武田薬品の上昇が示す「バブル」論 更なる上昇も期待
バブル相場・崩壊の教訓を忘れたのか、とする識者も少なくない。主たる論拠は日銀・政府一体の異次元的大金融緩和による「つくられた相場」論。そしてそう指摘する面々が「現にバブルの芽が起こっている。これをバブルと言わずなんと説明するのか」と槍玉にあげるのが「薬品株」。
確かに1989年12月末の史上最高値に対し「TOPIXは47%下値水準に止まっているのに対し、医薬品指数は84%の上昇」「(代表株の)武田薬品工業 <4502> の時価は、予想PERで70倍を悠に超えている」等々を突きつけられると、咄嗟の反論に窮す。
しかし収益環境を見ると、「押し目を挟みながら上値追い」期待が捨てきれないのも事実。例えば武田薬品には現にブロックバスター化(従来の治療体系を覆す画期的商品による1000億円以上の売上高となる)必至とされる商品が、またその期待を抱かせる医薬品予備軍が存在している。
前者は昨年6月に米国で発売された「エンティビオ(潰瘍性大腸炎治療薬)」、後者は第三相臨床試験の中間速報に至っている「イグザゾミブ(多発性骨髄炎治療薬)」。方向性は論じられない。「投資家の自己責任判断に委ねる」という以外に言葉を持たない。
■しまむらは拾い場に注目せよ
ただ薬品株もその範疇に入るが、デフェンシブセクターに期待が持てそうな銘柄が少なからず見受けられる。すでに記したセブン&アイHDやコンビニの勝ち組ローソン <2651> など小売業への着目に魅力を感じる。
ファーストリテイリング <9983> もその一社だが、その陰に隠れた感があるしまむら <8227> が提供している拾い場にも注目しておきたい。前2月期は「2・0%の増収、12%の営業減益、12・4%の最終減益」と2期連続の減益となり、連続増配も13期で止まった。

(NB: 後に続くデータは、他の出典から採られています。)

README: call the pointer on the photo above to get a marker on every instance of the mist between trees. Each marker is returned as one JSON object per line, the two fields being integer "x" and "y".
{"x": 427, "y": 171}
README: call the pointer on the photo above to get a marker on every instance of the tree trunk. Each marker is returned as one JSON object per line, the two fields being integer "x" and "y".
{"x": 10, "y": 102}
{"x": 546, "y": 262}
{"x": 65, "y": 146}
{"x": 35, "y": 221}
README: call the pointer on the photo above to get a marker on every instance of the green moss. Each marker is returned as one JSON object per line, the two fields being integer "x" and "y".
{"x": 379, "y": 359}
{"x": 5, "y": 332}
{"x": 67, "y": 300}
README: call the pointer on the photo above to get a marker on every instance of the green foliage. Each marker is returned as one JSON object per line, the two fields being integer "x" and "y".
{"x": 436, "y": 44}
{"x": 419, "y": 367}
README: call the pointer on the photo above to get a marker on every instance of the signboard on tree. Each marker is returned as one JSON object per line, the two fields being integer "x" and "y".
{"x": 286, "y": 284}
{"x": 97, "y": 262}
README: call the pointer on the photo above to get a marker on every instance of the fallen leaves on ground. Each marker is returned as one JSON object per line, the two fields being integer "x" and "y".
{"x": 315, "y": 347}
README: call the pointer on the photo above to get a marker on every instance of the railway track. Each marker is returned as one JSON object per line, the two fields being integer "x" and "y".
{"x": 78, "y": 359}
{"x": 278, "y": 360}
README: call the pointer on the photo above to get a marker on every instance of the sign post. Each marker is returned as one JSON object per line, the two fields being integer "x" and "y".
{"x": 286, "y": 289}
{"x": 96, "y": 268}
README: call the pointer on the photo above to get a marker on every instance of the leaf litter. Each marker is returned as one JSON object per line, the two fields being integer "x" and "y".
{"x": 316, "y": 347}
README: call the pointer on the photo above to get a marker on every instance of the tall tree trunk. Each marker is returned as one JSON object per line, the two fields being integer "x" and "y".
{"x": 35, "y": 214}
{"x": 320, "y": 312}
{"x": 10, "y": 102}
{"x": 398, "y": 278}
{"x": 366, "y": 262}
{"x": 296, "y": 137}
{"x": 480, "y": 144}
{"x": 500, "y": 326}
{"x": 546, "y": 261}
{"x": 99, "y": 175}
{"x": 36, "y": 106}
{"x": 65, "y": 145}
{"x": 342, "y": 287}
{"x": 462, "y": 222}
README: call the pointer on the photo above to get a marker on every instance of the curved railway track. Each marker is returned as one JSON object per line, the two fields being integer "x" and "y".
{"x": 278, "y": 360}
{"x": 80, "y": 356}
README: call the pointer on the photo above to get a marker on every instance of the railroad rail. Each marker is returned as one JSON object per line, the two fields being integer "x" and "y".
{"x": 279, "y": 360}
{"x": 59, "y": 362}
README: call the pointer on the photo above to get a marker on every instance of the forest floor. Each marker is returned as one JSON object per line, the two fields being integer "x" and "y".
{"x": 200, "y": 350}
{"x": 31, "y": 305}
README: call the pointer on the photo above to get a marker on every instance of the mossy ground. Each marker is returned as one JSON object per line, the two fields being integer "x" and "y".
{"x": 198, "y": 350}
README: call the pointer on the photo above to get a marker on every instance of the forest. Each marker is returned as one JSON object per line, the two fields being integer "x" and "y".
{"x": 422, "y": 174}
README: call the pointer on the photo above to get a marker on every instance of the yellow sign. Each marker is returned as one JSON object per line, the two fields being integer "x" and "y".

会社側は「今後の個人消費には油断できない状況も」とするが、開示された今期計画は「6・3%の増収、24・9%の営業増益、26・9%の最終増益」と【上向く】との見出しの四季報の独自予想を上回っている。基幹事業の「しまむら店」は22店舗の純増(計1343店舗)予定で、新年度入りの3月の既存店売上高は前年同月比100・3と予定内のペースで立ち上がった。